The current mandate under which the Turkish armed forces launched airstrikes in Iraq and Syria expires on October 2, the official told AFP on condition of anonymity.
“The process to extend it has started,” the official said, adding that the document was sent to the parliament speaker’s office, having been signed by the cabinet.
It now needs to be approved by parliament.
The mandate allows the use of the armed forces in neighbouring Syria and Iraq as well as for foreign forces to transit Turkish territory in operations against Islamic State (IS) jihadists.
The mandate allowed the Turkish army to make a land incursion deep into Syria for the first time in late February to re-locate a historic tomb.
The terms of the mandate also permit US air forces to use Turkey’s Incirlik air base to make lethal strikes against IS jihadists in Syria, which have now commenced after months of negotiations.

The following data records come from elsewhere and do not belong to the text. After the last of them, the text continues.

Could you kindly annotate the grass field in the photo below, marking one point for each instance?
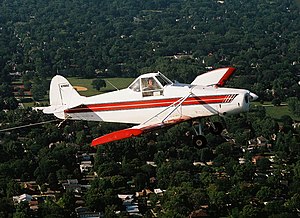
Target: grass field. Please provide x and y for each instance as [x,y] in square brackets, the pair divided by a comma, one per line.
[277,111]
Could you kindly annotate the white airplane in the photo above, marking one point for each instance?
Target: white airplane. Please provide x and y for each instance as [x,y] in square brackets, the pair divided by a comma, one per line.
[152,102]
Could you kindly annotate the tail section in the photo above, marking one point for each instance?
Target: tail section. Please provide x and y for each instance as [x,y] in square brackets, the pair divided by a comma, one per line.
[62,96]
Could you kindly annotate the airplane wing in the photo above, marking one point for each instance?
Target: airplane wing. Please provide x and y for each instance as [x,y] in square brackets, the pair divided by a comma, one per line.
[216,77]
[136,131]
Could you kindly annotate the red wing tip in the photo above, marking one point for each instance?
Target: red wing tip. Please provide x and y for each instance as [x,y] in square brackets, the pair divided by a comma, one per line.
[115,136]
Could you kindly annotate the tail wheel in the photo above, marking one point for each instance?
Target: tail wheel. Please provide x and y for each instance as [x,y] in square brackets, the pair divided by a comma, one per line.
[216,128]
[199,141]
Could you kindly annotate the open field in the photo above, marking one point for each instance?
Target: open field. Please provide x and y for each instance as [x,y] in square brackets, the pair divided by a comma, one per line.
[277,111]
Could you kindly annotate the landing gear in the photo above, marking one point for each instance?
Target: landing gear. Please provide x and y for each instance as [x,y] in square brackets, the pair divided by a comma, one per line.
[215,128]
[199,140]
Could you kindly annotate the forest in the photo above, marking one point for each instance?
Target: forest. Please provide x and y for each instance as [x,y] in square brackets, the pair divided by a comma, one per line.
[253,170]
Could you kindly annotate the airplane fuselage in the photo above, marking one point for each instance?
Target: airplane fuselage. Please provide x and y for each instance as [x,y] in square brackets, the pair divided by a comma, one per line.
[128,106]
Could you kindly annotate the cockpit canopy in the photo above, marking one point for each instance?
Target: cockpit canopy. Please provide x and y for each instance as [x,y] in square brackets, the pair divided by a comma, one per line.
[150,84]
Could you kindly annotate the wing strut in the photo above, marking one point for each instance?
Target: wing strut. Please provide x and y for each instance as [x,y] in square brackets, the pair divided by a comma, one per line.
[177,103]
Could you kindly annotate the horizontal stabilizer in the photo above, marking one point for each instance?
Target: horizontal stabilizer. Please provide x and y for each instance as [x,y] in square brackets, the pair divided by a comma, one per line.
[216,77]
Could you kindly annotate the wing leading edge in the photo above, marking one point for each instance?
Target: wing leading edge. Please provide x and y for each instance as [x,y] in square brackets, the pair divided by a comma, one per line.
[136,131]
[215,77]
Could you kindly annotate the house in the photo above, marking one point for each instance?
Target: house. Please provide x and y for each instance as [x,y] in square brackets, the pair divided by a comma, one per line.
[73,185]
[22,198]
[256,158]
[85,166]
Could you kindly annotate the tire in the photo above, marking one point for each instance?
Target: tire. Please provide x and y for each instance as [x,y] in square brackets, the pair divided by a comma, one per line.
[199,141]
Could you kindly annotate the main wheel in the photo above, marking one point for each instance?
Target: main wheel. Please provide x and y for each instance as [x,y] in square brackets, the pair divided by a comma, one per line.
[199,141]
[216,128]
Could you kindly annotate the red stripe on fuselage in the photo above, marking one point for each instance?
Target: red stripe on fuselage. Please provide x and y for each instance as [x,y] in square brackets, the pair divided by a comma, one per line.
[129,105]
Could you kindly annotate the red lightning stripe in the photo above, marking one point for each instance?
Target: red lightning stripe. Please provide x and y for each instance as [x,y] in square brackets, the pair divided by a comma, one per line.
[129,105]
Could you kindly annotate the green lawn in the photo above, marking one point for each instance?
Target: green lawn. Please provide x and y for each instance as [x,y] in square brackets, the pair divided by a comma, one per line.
[277,111]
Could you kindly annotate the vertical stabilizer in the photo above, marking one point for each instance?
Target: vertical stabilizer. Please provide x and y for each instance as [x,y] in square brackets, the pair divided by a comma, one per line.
[62,96]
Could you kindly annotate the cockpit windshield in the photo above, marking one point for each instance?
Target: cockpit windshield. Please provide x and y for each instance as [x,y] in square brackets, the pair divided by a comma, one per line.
[163,80]
[151,84]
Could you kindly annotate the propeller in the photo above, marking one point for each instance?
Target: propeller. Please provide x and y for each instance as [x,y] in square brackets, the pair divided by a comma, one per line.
[252,96]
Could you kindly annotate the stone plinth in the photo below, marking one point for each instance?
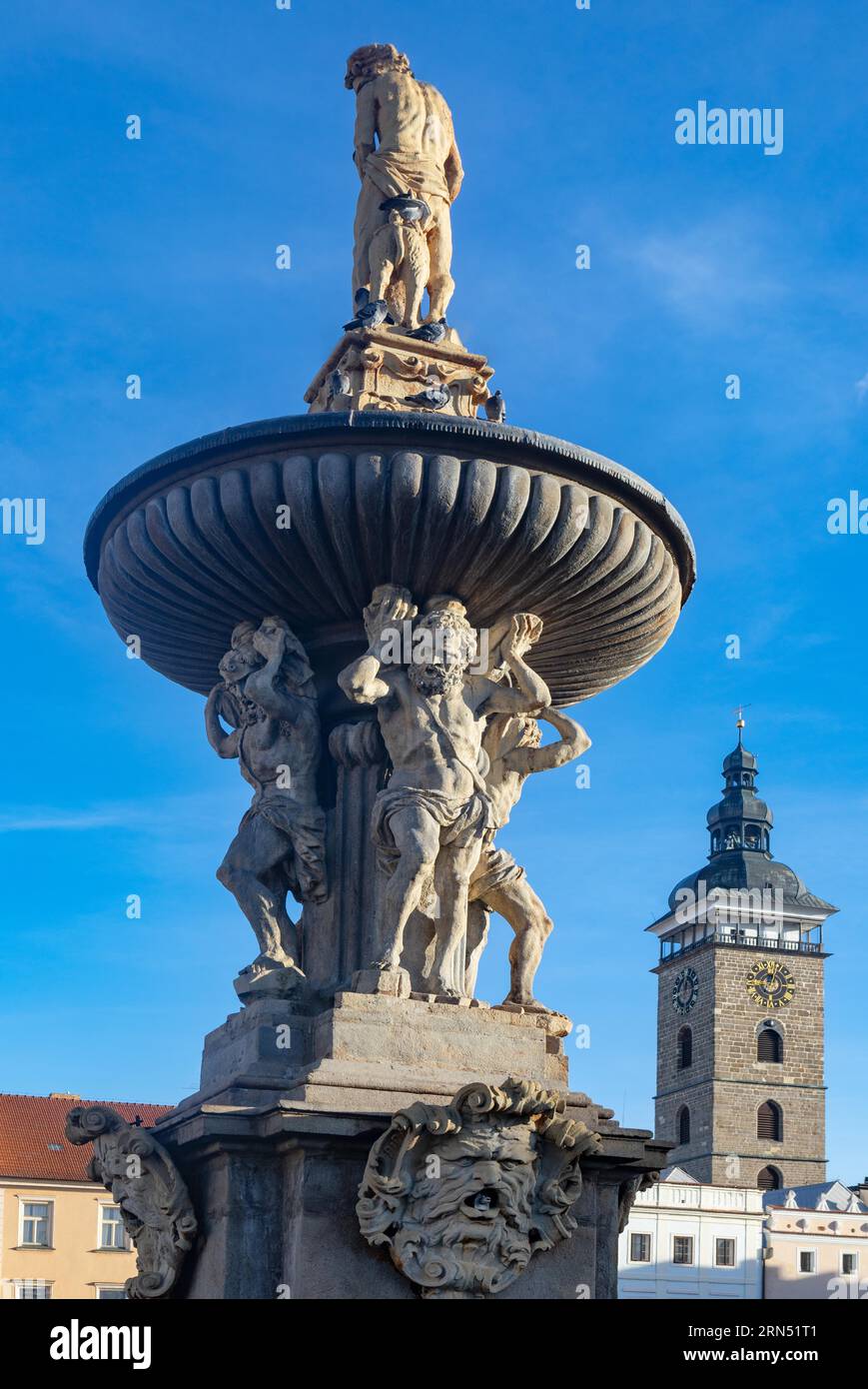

Turkey is waging a dual offensive against IS militants and Kurdish rebels in Iraq and Syria after a suicide bomb attack in a town on the Syrian border by suspected IS jihadists killed 33 pro-Kurdish activists last month.
Kurdish militants then killed two police in revenge, prompting the Turkish army to launch airstrikes on bases of the outlawed Kurdistan Workers’ Party (PKK) in northern Iraq and in the Kurdish dominated southeast.